-
Notifications
You must be signed in to change notification settings - Fork 578
Description
🐛 Describe the bug
I'm experiencing a bug while attempting to train a YOLO-NAS model using the YoloDarknetFormatDetectionDataset. The error occurs when invoking the train method, specifically in the _bbox_loss function within the PPYoloELoss module of the SUPERGRADIENTS library. This issue is observed only when using the YoloDarknetFormatDetectionDataset (CODE_2), whereas using coco_detection_yolo_format_train (CODE_1) does not result in this error.
Details & Error Logs:
In CODE_2, while implementing a class-balanced sampling strategy for overcoming class imbalance in a dataset, the following runtime error surfaces during model training:
RuntimeError: numel: integer multiplication overflow
Steps to Reproduce:
- Use the
YoloDarknetFormatDetectionDatasetto load datasets for training. - Employ the
ClassBalancedSamplerand initialize theDataLoader. - Execute the training process.
- Encounter the overflow error within the loss computation method
_bbox_loss.
Additional Information:
The error seems to come from the line involving torch.masked_select(pred_bboxes, bbox_mask).reshape([-1, 4]) in super_gradients/training/losses/ppyolo_loss.py
Code
import os
import logging
import yaml
import itertools
from super_gradients.training import models, Trainer
from super_gradients.training.losses import PPYoloELoss
from super_gradients.training.datasets.detection_datasets import YoloDarknetFormatDetectionDataset
from torch.utils.data import DataLoader
from tqdm import tqdm
import numpy as np
import glob
from super_gradients.training.utils.collate_fn import DetectionCollateFN
from super_gradients.training.datasets.samplers.class_balanced_sampler import ClassBalancedSampler
import torch
DATASET_RELATIVE_PATH = 'ComputerUse_original_resized' ## yolov5 format
# Configure logging (if needed)
def get_class_frequency(dataloader):
class_frequency = {}
for batch_x, batch_y in tqdm(dataloader, total=len(dataloader), desc="Calculating class frequencies"):
for cls in batch_y[:, -1]:
cls = int(cls.item())
class_frequency[cls] = class_frequency.get(cls, 0) + 1
return class_frequency
# Configure the logging system
logging.basicConfig(level=logging.DEBUG)
def main():
HOME = os.getcwd()
logging.info("Working directory: %s", HOME)

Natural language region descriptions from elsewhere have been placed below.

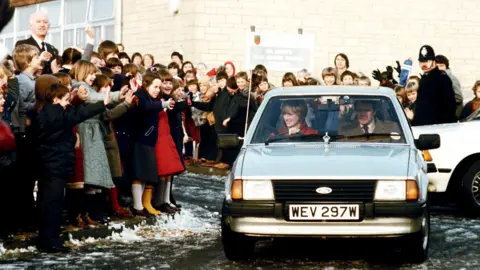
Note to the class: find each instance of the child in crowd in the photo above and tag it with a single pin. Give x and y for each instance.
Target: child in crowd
(401, 94)
(53, 128)
(289, 80)
(411, 91)
(469, 109)
(364, 81)
(329, 76)
(348, 77)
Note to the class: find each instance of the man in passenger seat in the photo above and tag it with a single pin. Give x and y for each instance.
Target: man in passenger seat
(367, 123)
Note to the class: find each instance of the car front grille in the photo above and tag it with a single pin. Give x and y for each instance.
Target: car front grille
(342, 190)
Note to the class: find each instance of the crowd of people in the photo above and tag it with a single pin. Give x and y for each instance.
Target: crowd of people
(105, 126)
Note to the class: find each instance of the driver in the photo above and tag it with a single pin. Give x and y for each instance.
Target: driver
(366, 122)
(294, 113)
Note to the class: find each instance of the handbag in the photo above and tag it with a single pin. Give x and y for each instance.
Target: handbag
(7, 139)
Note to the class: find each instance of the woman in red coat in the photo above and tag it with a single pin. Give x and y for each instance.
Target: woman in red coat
(168, 164)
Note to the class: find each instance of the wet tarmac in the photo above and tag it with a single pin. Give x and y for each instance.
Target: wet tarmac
(192, 241)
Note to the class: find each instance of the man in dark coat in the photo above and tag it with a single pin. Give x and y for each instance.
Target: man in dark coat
(39, 26)
(436, 98)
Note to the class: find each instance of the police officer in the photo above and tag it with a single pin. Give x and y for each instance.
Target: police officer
(435, 99)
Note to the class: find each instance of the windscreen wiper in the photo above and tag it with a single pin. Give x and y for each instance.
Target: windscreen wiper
(295, 137)
(392, 136)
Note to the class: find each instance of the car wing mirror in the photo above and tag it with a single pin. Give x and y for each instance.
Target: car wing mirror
(427, 142)
(228, 140)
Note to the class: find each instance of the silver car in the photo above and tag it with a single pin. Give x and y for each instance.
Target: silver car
(327, 162)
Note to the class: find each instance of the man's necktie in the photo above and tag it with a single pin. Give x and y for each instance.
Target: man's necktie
(365, 129)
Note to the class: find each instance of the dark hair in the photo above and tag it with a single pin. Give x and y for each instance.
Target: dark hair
(177, 54)
(101, 81)
(148, 80)
(135, 55)
(159, 66)
(441, 59)
(181, 73)
(477, 84)
(344, 56)
(232, 83)
(130, 68)
(107, 72)
(260, 67)
(312, 81)
(192, 82)
(122, 55)
(164, 75)
(56, 90)
(64, 78)
(221, 75)
(59, 60)
(329, 71)
(176, 85)
(299, 107)
(113, 62)
(289, 76)
(348, 73)
(42, 86)
(258, 79)
(107, 47)
(71, 56)
(173, 65)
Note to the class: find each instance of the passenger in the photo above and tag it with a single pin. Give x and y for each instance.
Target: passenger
(294, 113)
(366, 121)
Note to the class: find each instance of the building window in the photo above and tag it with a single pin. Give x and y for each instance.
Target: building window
(68, 19)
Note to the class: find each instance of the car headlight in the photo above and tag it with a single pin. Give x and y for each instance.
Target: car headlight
(257, 190)
(397, 190)
(390, 191)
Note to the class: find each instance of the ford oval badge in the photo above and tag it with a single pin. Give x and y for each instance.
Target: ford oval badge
(323, 190)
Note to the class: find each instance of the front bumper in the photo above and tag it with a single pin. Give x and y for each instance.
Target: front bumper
(268, 219)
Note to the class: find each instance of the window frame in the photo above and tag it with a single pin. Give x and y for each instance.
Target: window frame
(62, 27)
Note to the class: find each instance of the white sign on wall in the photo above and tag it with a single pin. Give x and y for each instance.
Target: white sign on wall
(280, 51)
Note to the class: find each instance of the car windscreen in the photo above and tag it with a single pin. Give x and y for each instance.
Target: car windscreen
(342, 118)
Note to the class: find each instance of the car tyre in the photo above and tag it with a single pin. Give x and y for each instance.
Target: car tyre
(469, 193)
(236, 246)
(417, 244)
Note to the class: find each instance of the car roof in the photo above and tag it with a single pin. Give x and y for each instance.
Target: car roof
(332, 90)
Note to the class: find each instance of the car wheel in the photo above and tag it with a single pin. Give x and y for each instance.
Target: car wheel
(417, 244)
(236, 246)
(469, 195)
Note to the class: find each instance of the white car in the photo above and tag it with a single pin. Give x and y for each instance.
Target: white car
(454, 168)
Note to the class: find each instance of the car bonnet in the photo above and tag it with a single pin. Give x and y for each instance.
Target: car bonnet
(314, 161)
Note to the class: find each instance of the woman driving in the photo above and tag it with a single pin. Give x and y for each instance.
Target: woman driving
(294, 113)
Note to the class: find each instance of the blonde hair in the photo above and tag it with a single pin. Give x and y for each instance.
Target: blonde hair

DEVICE = 'cuda' if torch.cuda.is_available() else 'cpu'
logging.info("Device: %s", DEVICE)
EXPERIMENT_NAME = 'test'
max_epochs = 100
initial_lr = 1e-4
if not DATASET_RELATIVE_PATH:
raise ValueError(
"For local datasets, 'DATASET_RELATIVE_PATH' must be specified.")
if not os.path.isdir(DATASET_RELATIVE_PATH):
raise FileNotFoundError(
f"Local dataset directory not found at: {DATASET_RELATIVE_PATH}")
# Path to data.yaml within the local dataset directory
data_yaml_path = os.path.join(DATASET_RELATIVE_PATH, 'data.yaml')
if not os.path.isfile(data_yaml_path):
raise FileNotFoundError(
f"data.yaml not found in the local dataset directory: {data_yaml_path}")
# Load and parse data.yaml
with open(data_yaml_path, 'r') as f:
try:
data_yaml = yaml.safe_load(f)
except yaml.YAMLError as e:
raise ValueError(f"Error parsing data.yaml: {e}")
# Extract class names
CLASSES = data_yaml.get('names')
if not CLASSES:
raise ValueError(
"No class names found in data.yaml under 'names' key.")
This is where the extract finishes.